I'm getting through a HCF problem and I'm having trouble taking the primes and determining what way to string them to sum up to the HCF. Here's what I have
270 and 900 are the targets
270 = 2 X 3 X 3 X 3 X 5
900 = 2 X 2 X 3 X 3 X 5 X 5
The HCF is 90, I came to that conclusion by repeatedly guessing combinations of the prime factors, I got the answer but there was no logic or process to it. Where do I go from the stage I'm at to the answer?
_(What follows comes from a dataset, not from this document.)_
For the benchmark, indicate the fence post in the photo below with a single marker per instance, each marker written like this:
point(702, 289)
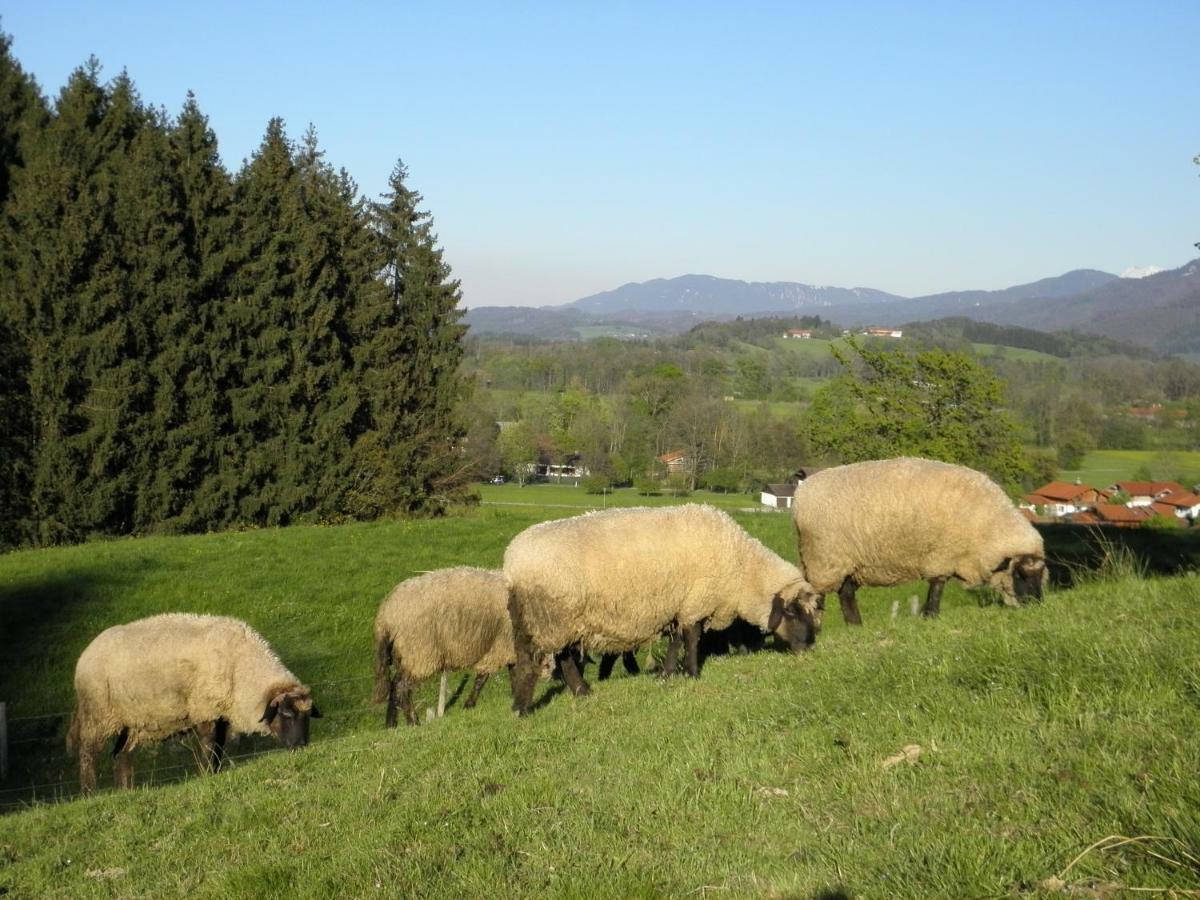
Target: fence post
point(4, 741)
$$270 = 2^\color{blue}{1}\times 3^3\times 5^{\color{blue}{1}}$$ $$900 = 2^2\times 3^{\color{blue}{2}}\times 5^2$$
You ask how to find the HCF (also notated as the gcd) of $270$ and $900$? You can do this by inspection by looking at the prime factorizations and taking as many copies of each prime as the number who had the fewer of that prime present. Here, $2$ appears in $270$ once and twice in $900$ so we will use just one copy of $2$. $3$ appears three times in $270$ and twice in $900$ so we'll use two copies of $3$. Similarly $5$ once in $270$ and twice in $900$ so we'll use one copy of $5$. These are the only primes in use, giving a final answer of $2\times 3\times 3\times 5 = 90$.
$$90 = 2^\color{blue}{1}\times 3^\color{blue}{2}\times 5^\color{blue}{1}$$
Recall that a prime missing from one of the numbers is equivalent to the prime appearing with its power equal to zero
A more formal method is the Euclidean Division Algorithm.
Starting with $900$ and $270$ we ask what the largest integer multiple is of $270$ (the smaller) which is smaller than $900$ (the larger). That would be $3\times 270 = 810$. Since we know (with $a\neq b$) that $\gcd(a,b)=\gcd(a-b,b)$ this implies that $\gcd(900,270)=\gcd(900-3\cdot 270,270)=\gcd(90,270)$. From there it is clear that $90$ is a divisor of $270$ and so the HCF is $90$ itself.